Objective: Infectious diseases are one of the prime causes of death worldwide. An innovative sequence specific editing technology "Clustered Regularly Interspaced Short Palindromic Repeats (CRISPR)" has been tested on a broad range of microorganisms to target and destroy invading foreign DNA to human cells or tissues. This study aimed to discuss the mechanism and therapeutic usage of CRISPR/Cas9 genome editing technology in the management of various infectious disease pathogens.
Materials and methods: We conducted a broad search of the English-language literature in "PubMed" using the search terms "CRISPR", "Cas-9", "Genome editing", "Gene therapy", "infectious disease pathogens". All the articles were reviewed and required information was recorded.
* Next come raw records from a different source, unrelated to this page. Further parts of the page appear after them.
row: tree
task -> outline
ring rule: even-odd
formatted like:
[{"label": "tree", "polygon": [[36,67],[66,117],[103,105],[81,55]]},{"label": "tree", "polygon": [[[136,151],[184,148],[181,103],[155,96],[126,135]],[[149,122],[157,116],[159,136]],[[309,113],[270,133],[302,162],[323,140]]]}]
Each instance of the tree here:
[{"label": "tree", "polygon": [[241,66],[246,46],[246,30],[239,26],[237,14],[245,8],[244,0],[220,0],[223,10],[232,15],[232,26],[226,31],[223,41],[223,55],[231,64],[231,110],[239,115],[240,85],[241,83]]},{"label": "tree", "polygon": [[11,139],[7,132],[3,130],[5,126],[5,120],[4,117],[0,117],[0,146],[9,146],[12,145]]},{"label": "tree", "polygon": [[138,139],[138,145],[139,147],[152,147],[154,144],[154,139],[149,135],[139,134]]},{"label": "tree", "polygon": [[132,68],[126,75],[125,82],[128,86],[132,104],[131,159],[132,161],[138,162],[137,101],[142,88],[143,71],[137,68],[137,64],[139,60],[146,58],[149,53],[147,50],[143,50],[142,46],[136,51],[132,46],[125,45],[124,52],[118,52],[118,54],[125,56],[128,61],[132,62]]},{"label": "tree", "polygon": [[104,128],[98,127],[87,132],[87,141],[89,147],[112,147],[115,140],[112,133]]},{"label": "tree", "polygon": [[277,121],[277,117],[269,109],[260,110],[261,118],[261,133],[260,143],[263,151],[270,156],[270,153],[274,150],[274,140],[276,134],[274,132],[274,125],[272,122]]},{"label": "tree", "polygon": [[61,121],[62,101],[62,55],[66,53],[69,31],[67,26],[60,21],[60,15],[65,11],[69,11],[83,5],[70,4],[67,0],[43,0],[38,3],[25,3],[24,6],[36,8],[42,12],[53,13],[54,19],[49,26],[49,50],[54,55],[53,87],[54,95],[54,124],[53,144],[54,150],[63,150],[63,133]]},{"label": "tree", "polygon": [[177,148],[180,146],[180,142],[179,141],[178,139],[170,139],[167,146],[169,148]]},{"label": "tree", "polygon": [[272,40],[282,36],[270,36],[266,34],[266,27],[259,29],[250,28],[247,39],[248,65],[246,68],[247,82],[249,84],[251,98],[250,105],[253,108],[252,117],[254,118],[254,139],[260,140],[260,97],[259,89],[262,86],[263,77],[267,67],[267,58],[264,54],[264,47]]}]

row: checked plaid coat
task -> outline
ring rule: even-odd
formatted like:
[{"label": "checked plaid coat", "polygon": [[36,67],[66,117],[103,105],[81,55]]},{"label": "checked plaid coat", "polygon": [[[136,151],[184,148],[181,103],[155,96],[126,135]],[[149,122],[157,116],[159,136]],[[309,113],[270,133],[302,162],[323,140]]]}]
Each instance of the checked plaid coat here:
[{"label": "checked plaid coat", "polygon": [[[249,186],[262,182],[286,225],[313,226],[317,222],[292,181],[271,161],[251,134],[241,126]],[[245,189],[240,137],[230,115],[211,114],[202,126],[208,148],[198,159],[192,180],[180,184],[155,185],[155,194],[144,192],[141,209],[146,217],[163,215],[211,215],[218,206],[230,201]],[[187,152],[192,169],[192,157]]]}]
Results: CRISPR technology is used to modify and modulate the gene expression in biomedical research and therapeutic development. This technology facilitates the understanding of fundamental biology and broadens the horizon of treatments of germ-laden conditions.
Conclusions: The applications of CRISPR technology are widely established in the diagnosis and treatment of various bacterial, viral, fungal and parasitic infectious diseases. CRISPR technology is a simple, efficient and tested on a broad range of microorganisms to rectify disease-associated genetic defects and destroy invading foreign DNA to human cells or tissues.